March 13, 2022: DST began overnight. Venus, Mars and Saturn are in the southeast before sunrise. The bright gibbous moon is in front of the very dim stars of Cancer after sundown.
by Jeffrey L. Hunt
Chicago, Illinois: Sunrise, 7:06 a.m. CDT; Sunset, 6:55 p.m. CDT. Check local sources for sunrise and sunset times for your location.
Clocks advanced one hour overnight for Daylight Saving Time. For most of North America, the clock is an hour ahead of the sun. Instead of seeing the sun south at noon, it is south at 1 p.m. Daylight is approaching twelve hours in length. Today, the sun is in the sky for 11 hours, 49 minutes at this latitude.
The constellation is without bright stars. Dabih and Algedi are distant stars in the same region as the planets.
Venus is very bright and at 45 minutes before sunrise, it is about 14° up in the southeast. It is 2.8° to the lower left of Dabih and 4.7° to the lower left of Algedi.
Mars is 3.9° to the lower right of the brilliant Morning Star.
Venus is stepping faster eastward compared to Mars. Venus is moving nearly 1° eastward along the plane of the solar system each day, while Mars is marching 0.8° daily.
In three mornings, Venus makes a close approach to Mars. A week ago, Venus passed Mars for the third meeting in a triple conjunction series. The brilliant planet has a high ecliptic latitude, although it is quickly moving back toward the solar system’s plane. Venus moves slightly closer than it is today. At the precision used in these articles, the planets are 3.9° apart, the same distance as today. When fractions of degrees are considered, the planets move closer together in the sky than they appear this morning.
Saturn is moving into the morning sky. At this hour, the Ringed Wonder is nearly 5° above the horizon and 14.1° to the lower left of Venus.
Venus and Mars are overtaking the much slower-moving Saturn. Saturn is higher in the sky each morning. On March 29, Venus, Mars, and Saturn bunch together in a circle that is 5.3° across. Such gatherings are rare and will not occur with this planet trio again until September 6, 2040.
As night falls, the gibbous moon, 82% illuminated, is nearly two-thirds of the way up in the sky in the east-southeast. The lunar orb is in front of the dim stars of Cancer that is without any bright stars.

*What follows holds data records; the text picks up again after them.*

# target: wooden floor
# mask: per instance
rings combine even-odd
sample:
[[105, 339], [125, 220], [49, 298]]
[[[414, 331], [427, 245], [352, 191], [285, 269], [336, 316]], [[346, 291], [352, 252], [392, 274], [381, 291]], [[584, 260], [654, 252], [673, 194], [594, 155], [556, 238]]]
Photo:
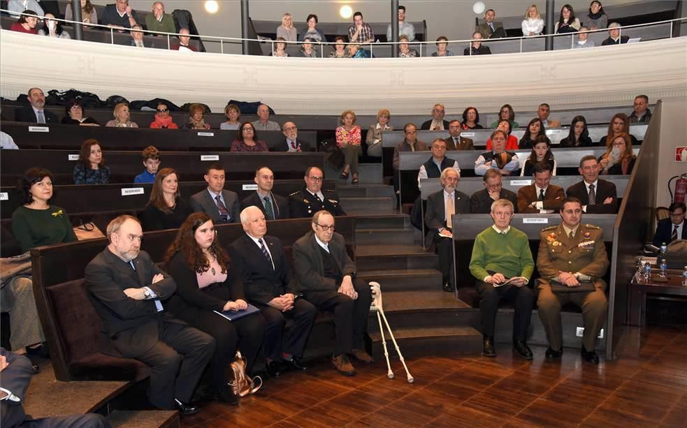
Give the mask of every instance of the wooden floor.
[[634, 330], [621, 358], [598, 366], [565, 349], [562, 361], [512, 355], [496, 359], [425, 357], [400, 362], [386, 378], [383, 360], [359, 364], [346, 378], [326, 360], [305, 374], [266, 382], [238, 406], [211, 404], [182, 420], [185, 427], [685, 427], [687, 327]]

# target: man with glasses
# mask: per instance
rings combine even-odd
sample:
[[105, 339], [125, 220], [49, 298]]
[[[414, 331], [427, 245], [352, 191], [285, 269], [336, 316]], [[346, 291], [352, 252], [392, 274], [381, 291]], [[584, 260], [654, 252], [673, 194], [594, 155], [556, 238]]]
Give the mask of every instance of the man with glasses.
[[365, 350], [372, 294], [356, 277], [356, 265], [346, 252], [343, 236], [334, 232], [334, 221], [327, 211], [312, 216], [312, 230], [294, 243], [294, 265], [305, 300], [334, 314], [332, 364], [342, 374], [354, 376], [350, 355], [366, 364], [373, 361]]
[[305, 187], [289, 195], [289, 212], [291, 219], [303, 219], [325, 210], [334, 216], [345, 216], [339, 197], [333, 190], [323, 190], [324, 172], [317, 166], [305, 170]]
[[444, 120], [446, 109], [441, 104], [435, 104], [432, 108], [432, 119], [422, 124], [420, 129], [430, 131], [445, 131], [449, 128], [449, 121]]

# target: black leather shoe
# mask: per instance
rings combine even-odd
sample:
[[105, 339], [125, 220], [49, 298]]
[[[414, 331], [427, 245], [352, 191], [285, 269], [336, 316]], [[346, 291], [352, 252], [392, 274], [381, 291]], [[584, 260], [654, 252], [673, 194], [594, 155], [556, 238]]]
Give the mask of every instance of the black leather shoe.
[[489, 336], [484, 337], [484, 341], [482, 343], [482, 355], [490, 358], [493, 358], [496, 356], [496, 351], [494, 350], [493, 337], [490, 337]]
[[525, 360], [532, 360], [532, 350], [530, 347], [527, 346], [523, 340], [516, 340], [513, 342], [513, 350], [518, 353], [518, 355]]
[[587, 350], [582, 345], [582, 350], [580, 353], [582, 355], [582, 360], [592, 364], [599, 364], [599, 356], [593, 350]]
[[547, 349], [546, 356], [547, 360], [558, 360], [561, 358], [561, 356], [563, 355], [563, 348], [561, 348], [558, 350], [554, 350], [549, 347]]
[[197, 406], [182, 403], [177, 399], [174, 399], [174, 407], [179, 412], [180, 416], [190, 416], [201, 411], [201, 408]]

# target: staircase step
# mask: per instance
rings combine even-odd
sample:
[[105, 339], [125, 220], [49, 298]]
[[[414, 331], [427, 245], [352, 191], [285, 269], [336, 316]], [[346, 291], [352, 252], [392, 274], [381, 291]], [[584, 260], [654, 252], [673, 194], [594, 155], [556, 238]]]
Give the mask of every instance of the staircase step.
[[441, 272], [435, 269], [359, 271], [358, 278], [368, 282], [375, 281], [379, 283], [383, 293], [400, 290], [435, 291], [441, 287]]

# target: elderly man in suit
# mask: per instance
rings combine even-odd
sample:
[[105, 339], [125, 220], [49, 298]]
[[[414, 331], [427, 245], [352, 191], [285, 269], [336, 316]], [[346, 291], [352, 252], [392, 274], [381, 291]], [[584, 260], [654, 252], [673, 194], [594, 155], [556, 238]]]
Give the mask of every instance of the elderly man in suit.
[[255, 184], [258, 185], [254, 193], [241, 201], [241, 208], [256, 206], [265, 214], [267, 220], [282, 220], [289, 218], [289, 200], [272, 193], [275, 176], [272, 170], [263, 166], [255, 171]]
[[89, 298], [103, 322], [108, 349], [150, 367], [148, 399], [160, 408], [191, 415], [194, 390], [215, 352], [215, 339], [173, 318], [163, 302], [174, 279], [140, 250], [138, 220], [120, 216], [107, 228], [110, 244], [86, 267]]
[[535, 164], [535, 182], [518, 189], [518, 212], [551, 214], [561, 208], [565, 199], [562, 187], [551, 184], [551, 164], [546, 161]]
[[[581, 224], [582, 203], [576, 198], [564, 200], [560, 212], [561, 224], [545, 228], [540, 234], [537, 256], [537, 270], [542, 276], [537, 280], [537, 307], [549, 339], [546, 357], [555, 360], [563, 354], [561, 308], [572, 302], [582, 309], [582, 358], [598, 364], [594, 344], [608, 310], [602, 277], [610, 265], [604, 231]], [[578, 290], [581, 283], [587, 283], [589, 289]]]
[[236, 192], [224, 190], [224, 167], [212, 163], [203, 177], [208, 189], [191, 197], [191, 207], [195, 212], [204, 212], [215, 224], [238, 223], [240, 208]]
[[[244, 209], [241, 224], [245, 234], [231, 243], [229, 253], [243, 281], [246, 297], [260, 308], [267, 322], [263, 341], [267, 371], [278, 378], [287, 369], [305, 371], [308, 367], [301, 358], [317, 310], [297, 291], [281, 241], [266, 235], [263, 212], [257, 207]], [[294, 325], [282, 341], [287, 318], [294, 320]]]
[[452, 168], [441, 172], [442, 187], [444, 189], [427, 198], [425, 224], [429, 231], [425, 237], [427, 246], [434, 242], [439, 254], [439, 270], [441, 271], [442, 288], [444, 291], [454, 290], [455, 279], [453, 270], [453, 226], [451, 216], [454, 214], [469, 214], [470, 200], [468, 195], [456, 190], [460, 175]]
[[343, 236], [334, 232], [334, 216], [327, 211], [312, 216], [312, 230], [293, 246], [294, 265], [303, 297], [318, 309], [334, 313], [336, 344], [332, 363], [340, 373], [354, 376], [349, 358], [372, 362], [365, 350], [370, 287], [356, 278], [356, 265], [346, 252]]
[[611, 182], [599, 178], [599, 161], [588, 154], [579, 160], [578, 168], [582, 181], [567, 188], [567, 196], [577, 198], [582, 211], [589, 214], [618, 212], [618, 191]]
[[15, 120], [20, 122], [31, 122], [32, 124], [59, 124], [57, 115], [52, 112], [43, 109], [45, 106], [45, 94], [41, 88], [29, 89], [29, 103], [27, 105], [18, 108], [15, 112]]

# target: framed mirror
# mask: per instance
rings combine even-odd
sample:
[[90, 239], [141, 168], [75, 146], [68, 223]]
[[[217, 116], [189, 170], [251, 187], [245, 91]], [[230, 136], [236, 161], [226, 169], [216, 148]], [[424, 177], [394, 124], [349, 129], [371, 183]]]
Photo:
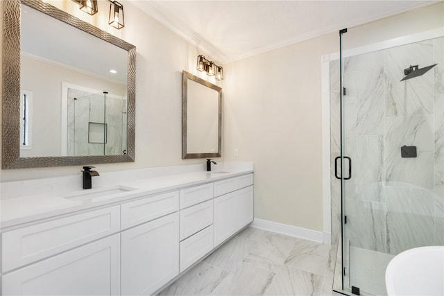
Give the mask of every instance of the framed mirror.
[[222, 155], [222, 88], [182, 72], [182, 158]]
[[3, 6], [2, 168], [134, 162], [135, 46], [40, 0]]

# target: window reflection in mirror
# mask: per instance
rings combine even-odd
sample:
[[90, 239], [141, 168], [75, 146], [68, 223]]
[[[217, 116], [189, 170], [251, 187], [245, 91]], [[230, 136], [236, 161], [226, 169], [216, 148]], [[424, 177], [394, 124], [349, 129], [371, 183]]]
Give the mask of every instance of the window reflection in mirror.
[[[74, 152], [74, 140], [67, 137], [72, 124], [68, 119], [72, 117], [68, 113], [70, 98], [64, 85], [94, 89], [92, 94], [108, 92], [120, 98], [117, 103], [110, 99], [109, 106], [126, 103], [128, 51], [27, 6], [22, 4], [21, 8], [21, 89], [33, 94], [32, 110], [27, 110], [33, 119], [33, 130], [32, 145], [29, 138], [26, 145], [21, 141], [20, 157], [122, 155], [126, 149], [123, 146], [126, 139], [121, 139], [126, 135], [121, 130], [126, 106], [122, 105], [119, 116], [112, 113], [106, 119], [117, 121], [115, 124], [108, 122], [113, 128], [108, 130], [108, 134], [118, 132], [116, 137], [108, 137], [118, 139], [117, 147], [111, 148], [101, 143], [99, 149], [99, 144], [88, 143], [87, 128], [81, 132], [83, 138], [87, 139], [85, 147]], [[91, 99], [89, 103], [99, 105], [100, 100], [94, 102]], [[104, 107], [103, 104], [101, 106]], [[95, 121], [94, 112], [98, 110], [93, 109], [87, 112], [88, 116], [85, 116], [87, 112], [83, 114], [82, 125], [87, 127], [89, 122]], [[104, 123], [104, 121], [101, 122]], [[31, 134], [29, 122], [26, 125], [24, 121], [21, 121], [22, 137]]]

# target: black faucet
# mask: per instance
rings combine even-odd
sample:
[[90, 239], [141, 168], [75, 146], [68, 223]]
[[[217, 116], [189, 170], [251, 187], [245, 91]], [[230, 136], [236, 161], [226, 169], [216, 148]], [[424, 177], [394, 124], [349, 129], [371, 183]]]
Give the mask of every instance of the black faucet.
[[211, 172], [211, 163], [212, 163], [212, 162], [213, 164], [217, 164], [216, 163], [216, 162], [213, 162], [213, 160], [212, 160], [212, 159], [207, 159], [207, 172]]
[[100, 175], [99, 172], [91, 171], [94, 166], [83, 166], [82, 175], [83, 175], [83, 189], [90, 189], [92, 187], [91, 177]]

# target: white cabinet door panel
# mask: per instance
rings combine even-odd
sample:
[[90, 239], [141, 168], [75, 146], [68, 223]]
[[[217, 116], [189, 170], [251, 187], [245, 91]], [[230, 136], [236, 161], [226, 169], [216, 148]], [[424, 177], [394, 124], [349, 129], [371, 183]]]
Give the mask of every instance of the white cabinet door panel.
[[114, 206], [1, 234], [6, 272], [120, 230], [120, 207]]
[[180, 241], [213, 224], [213, 201], [180, 211]]
[[179, 210], [179, 191], [169, 192], [121, 204], [122, 229]]
[[236, 191], [236, 224], [241, 229], [253, 219], [253, 186]]
[[180, 242], [180, 272], [213, 250], [213, 225]]
[[214, 246], [228, 238], [237, 231], [236, 194], [233, 192], [214, 200]]
[[179, 213], [121, 233], [121, 293], [151, 295], [179, 273]]
[[120, 235], [89, 243], [2, 277], [3, 295], [120, 294]]

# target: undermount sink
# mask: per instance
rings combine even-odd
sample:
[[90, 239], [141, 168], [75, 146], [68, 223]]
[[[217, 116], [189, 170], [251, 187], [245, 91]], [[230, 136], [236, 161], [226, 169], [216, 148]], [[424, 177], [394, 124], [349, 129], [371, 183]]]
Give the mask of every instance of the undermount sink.
[[69, 194], [67, 196], [65, 196], [65, 198], [69, 200], [82, 202], [83, 203], [95, 202], [116, 198], [121, 195], [128, 193], [135, 189], [137, 189], [123, 186], [87, 189], [87, 191]]
[[444, 295], [444, 246], [420, 247], [396, 255], [386, 270], [388, 295]]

The constellation’s brightest stars are in the fourth and fifth tier of stellar brightness that is perceived by the unaided eye. They are not visible without a binocular’s optical assist from urban and suburban locations.
The Beehive star cluster is not far from the moon tonight, although the lunar glare tends to overwhelm the cluster’s feeble light. Return to this spot in the stars in a week or two when the moon is out of the sky. Point your binocular or telescope midway from Pollux to Castor to see the Beehive.
The region between Pollux and Regulus roughly mark the west and east limits of the star pattern. The distance between the two stars in the sky is over 37°.
Tomorrow evening, the moon is closer to Leo, but still within the region of the sky we know as Cancer.